In [95]:
from datetime import datetime, timedelta
import pandas as pd
from statistics import mean

## Code below formats pax itineratary data for May 2nd

In [None]:
# Read in the pax itineratary data
pax_itinerary = pd.read_csv('Data/Large_Pax_Itineraries.csv')

# Remove the leading space in each of the column names
pax_itinerary.columns = pax_itinerary.columns.str.strip()

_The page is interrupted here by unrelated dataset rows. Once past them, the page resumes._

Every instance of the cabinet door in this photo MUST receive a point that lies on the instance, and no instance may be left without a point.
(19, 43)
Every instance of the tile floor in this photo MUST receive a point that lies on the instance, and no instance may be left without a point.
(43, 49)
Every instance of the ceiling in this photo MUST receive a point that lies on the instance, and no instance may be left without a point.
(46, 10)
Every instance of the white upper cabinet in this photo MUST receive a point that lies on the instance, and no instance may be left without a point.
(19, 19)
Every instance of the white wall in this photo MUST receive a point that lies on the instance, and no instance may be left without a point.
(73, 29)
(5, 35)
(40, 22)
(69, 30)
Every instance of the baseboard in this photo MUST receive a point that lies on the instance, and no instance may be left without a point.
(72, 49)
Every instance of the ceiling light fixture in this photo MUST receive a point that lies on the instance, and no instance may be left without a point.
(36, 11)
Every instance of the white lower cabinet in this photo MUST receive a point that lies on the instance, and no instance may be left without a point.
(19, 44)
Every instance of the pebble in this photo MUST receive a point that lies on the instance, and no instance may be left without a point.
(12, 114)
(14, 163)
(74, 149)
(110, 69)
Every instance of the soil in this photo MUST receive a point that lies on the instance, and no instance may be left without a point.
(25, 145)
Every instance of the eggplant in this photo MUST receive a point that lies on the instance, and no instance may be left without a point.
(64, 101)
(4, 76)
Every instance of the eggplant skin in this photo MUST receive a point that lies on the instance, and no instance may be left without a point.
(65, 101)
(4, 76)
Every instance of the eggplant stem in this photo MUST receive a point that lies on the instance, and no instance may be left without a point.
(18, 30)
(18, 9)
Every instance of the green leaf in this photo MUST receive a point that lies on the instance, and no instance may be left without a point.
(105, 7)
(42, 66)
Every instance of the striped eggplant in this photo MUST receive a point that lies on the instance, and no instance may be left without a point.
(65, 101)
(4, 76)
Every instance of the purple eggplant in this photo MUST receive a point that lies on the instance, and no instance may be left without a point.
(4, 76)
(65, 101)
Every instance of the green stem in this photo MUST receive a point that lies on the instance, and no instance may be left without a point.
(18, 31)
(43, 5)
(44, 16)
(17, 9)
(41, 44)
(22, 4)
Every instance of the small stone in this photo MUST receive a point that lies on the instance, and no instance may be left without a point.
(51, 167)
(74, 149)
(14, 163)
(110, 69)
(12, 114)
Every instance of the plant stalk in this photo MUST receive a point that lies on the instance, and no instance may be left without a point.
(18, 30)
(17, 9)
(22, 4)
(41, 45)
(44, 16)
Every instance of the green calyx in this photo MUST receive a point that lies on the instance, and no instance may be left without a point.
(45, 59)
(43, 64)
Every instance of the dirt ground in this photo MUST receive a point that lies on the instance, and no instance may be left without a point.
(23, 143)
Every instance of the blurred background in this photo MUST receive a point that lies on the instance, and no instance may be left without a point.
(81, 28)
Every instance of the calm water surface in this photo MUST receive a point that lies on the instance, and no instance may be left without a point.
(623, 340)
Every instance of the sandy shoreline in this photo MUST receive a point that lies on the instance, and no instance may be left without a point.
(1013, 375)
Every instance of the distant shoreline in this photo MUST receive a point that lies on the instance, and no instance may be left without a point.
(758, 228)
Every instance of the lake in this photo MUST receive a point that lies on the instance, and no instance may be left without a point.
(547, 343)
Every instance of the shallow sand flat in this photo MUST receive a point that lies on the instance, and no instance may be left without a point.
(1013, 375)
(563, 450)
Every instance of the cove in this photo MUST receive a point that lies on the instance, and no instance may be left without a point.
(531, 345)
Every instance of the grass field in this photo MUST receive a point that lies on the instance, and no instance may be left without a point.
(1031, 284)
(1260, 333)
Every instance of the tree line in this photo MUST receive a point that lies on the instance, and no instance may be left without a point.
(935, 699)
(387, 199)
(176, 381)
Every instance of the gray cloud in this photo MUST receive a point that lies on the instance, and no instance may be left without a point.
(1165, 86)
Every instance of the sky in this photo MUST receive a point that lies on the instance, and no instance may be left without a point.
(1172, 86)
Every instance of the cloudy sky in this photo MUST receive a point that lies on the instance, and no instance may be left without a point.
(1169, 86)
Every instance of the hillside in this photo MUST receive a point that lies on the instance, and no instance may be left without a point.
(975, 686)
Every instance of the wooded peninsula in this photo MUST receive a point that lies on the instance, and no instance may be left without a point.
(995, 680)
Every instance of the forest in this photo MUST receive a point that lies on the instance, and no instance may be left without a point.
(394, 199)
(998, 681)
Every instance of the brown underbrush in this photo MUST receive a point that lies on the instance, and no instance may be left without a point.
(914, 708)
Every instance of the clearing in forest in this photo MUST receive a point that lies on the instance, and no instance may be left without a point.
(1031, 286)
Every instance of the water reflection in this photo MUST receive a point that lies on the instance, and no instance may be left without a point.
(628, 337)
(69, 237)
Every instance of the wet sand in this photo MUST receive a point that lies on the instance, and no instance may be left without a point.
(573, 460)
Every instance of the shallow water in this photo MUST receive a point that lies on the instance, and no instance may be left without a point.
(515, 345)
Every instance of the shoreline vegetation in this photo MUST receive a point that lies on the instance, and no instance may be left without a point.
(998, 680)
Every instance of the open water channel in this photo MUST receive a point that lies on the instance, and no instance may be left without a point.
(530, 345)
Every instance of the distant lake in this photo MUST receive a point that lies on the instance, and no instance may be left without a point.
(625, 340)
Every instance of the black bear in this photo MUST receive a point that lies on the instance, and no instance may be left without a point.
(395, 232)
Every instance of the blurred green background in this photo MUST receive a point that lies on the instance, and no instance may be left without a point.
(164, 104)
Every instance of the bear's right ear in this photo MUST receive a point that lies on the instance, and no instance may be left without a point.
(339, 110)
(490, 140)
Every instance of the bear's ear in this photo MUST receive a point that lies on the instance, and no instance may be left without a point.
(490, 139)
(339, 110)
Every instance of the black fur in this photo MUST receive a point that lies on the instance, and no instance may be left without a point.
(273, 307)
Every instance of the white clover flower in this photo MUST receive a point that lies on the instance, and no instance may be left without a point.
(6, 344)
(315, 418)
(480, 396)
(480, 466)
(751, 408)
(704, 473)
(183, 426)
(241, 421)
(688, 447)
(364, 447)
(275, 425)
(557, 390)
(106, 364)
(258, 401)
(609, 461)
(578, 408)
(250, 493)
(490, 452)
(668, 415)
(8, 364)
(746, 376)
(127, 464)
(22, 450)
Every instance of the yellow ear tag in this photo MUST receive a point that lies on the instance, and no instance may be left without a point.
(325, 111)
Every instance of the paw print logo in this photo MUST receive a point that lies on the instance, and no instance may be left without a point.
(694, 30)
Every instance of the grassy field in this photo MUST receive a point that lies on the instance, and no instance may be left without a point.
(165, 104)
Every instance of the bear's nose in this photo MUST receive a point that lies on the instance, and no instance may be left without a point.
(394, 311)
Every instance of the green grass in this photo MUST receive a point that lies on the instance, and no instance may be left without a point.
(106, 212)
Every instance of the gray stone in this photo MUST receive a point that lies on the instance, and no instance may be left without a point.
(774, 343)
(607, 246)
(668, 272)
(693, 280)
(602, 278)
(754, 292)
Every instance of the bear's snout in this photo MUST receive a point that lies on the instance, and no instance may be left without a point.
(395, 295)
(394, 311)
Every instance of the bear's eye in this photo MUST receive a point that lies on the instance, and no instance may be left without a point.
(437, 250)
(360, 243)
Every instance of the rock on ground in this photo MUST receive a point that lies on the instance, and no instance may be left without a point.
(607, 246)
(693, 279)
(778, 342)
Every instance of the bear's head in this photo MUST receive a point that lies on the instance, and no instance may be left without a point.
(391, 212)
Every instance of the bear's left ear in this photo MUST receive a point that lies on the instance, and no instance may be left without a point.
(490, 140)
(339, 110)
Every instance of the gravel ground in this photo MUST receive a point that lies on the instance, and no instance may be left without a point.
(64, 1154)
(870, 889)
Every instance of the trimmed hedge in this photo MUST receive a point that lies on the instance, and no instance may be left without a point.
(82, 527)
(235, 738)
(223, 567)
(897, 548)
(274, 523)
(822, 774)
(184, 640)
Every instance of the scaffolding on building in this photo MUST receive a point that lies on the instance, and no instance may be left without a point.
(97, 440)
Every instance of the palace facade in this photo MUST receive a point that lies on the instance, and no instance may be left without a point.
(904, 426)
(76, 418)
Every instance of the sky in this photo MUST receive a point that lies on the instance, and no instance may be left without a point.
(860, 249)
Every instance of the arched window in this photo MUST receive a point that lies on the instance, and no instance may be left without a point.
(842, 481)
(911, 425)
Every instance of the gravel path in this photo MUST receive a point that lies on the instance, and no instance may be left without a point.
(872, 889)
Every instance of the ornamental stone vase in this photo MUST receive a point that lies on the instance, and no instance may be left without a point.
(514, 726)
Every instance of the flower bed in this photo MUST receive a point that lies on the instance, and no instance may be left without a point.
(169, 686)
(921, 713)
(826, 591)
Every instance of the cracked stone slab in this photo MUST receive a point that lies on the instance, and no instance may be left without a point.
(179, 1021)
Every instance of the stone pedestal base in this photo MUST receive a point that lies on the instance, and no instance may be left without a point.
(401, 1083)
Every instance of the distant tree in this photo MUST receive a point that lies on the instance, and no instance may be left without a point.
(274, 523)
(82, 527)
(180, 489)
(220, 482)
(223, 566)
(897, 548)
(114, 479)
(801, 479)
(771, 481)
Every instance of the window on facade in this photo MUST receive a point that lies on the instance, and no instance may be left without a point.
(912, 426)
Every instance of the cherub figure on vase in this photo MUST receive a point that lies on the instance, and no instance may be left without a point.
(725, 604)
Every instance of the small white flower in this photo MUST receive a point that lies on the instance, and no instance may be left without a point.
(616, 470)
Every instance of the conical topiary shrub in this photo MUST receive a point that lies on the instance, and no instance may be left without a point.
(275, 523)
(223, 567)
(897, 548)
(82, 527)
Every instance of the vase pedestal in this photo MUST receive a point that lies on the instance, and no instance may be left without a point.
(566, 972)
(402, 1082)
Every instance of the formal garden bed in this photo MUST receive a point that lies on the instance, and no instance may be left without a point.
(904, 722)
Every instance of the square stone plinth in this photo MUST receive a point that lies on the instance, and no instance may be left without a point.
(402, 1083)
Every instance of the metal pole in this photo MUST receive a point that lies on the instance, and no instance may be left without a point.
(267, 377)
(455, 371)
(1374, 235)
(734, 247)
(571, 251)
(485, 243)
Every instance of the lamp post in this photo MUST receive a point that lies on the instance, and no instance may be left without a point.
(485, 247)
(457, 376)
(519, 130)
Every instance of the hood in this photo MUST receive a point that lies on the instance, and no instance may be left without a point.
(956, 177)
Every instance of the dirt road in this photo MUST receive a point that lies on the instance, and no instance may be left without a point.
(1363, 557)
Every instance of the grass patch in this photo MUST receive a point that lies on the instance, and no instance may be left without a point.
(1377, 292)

# Filter out the rows where 'month' is not 5 and 'day' is not 2
pax_itinerary = pax_itinerary[(pax_itinerary['month'] == 5) & (pax_itinerary['day_of_month'] == 2)]

# print first 5 rows
print(pax_itinerary.head())

# Save the dataframe as a CSV file
pax_itinerary.to_csv('Data/Pax_Itineraries_May_2nd.csv', index=False)

In [8]:
def time_to_minutes(time_str):
    if time_str is None:
        return None
    
    if time_str == "Inf":
        return float("inf")
    
    if isinstance(time_str, pd.Timestamp):
        time_str = time_str.strftime("%H%M")
    
    # Ensure the time_str is 4 characters long (e.g., "720" becomes "0720")
    time_str = time_str.zfill(4)
    
    hours = int(time_str[:2]) 
    minutes = int(time_str[2:])
    return hours * 60 + minutes


In [9]:
def get_formatted_time(time_str):
    if time_str is None or pd.isna(time_str):
        return None
    else:
        return time_str.strftime("%H%M")

## Cleaning flight and itinerary data to input into optimization model

In [None]:
import pandas as pd

# Load the data
file_path_flights = "Data/Sample_Day_May_2nd.txt"
file_path_pax = "Data/Pax_Itineraries_May_2nd.csv"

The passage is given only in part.